You would think that the yearly total of missing children would at least warrant some sort of coverage on the nightly news, a reminder of some sort that there are near 1 million children missing in any given year. Rather than on the bathroom wall of one Walmart and maybe on a billboard every now and then, not to say that Walmart doesn’t help, but rather that every shopping center should be plastered with the names and faces of children who are missing.
For what does that say about us as a Free, Democratic, and Western society? That we allow this number of children to go missing a year? And that we would rather not have a populace of people who are actively looking to change this statistic. The implications surrounding the lack of publication of missing children literature is very serious and very telling. On an evolutionary level, animals that do not shelter their young from predators don’t have a very good chance of continuing along the lines of their species.
Politicians like to talk a lot about what they’re ‘doing for the children’. But, if the numbers remain the same than it is clear that all the elected officials who flaunt their policies as bettering the lives of children are really no better than the ones who came before. The constituency for which such politicians seek to garner votes from would do well to investigate the number of missing children and weigh that against the politicians claim for making things better for the lives of children.

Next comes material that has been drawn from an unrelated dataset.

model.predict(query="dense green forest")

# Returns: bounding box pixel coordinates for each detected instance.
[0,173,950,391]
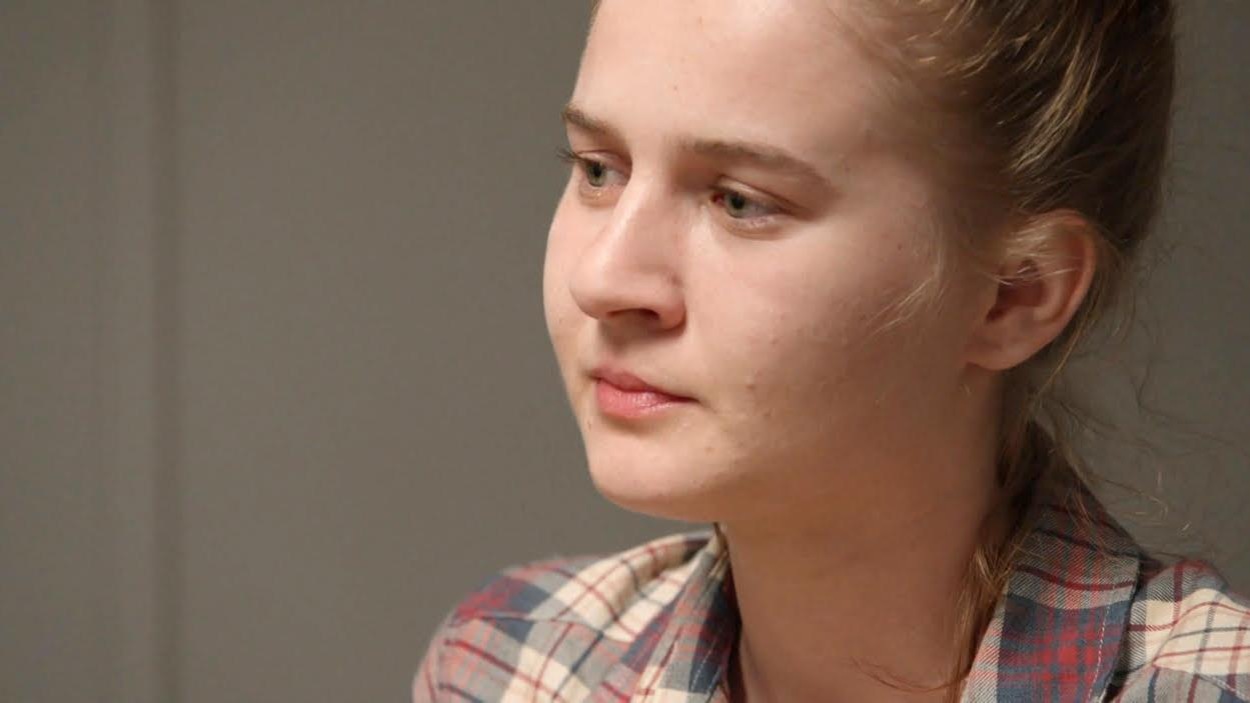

The number of missing children in the United States is almost unfathomable for a society that prides itself on its strong morals. What’s more than that, the visage of a few names on the wall of a bathroom in a super center does not count as enough press for these children. To consider ourselves a more moral, more western society, we should address the issues of our lost children. If there were more coverage, if there were more reminders, than there is sure to be more action. The issue appeared nowhere on my spectrum of importance until I encountered it that one midnight. Now imagine if every day there were coverage, and every day we were reminded, how many more children would be found? How much less heartache would their be? How would we as a society, as Americans, find ourselves?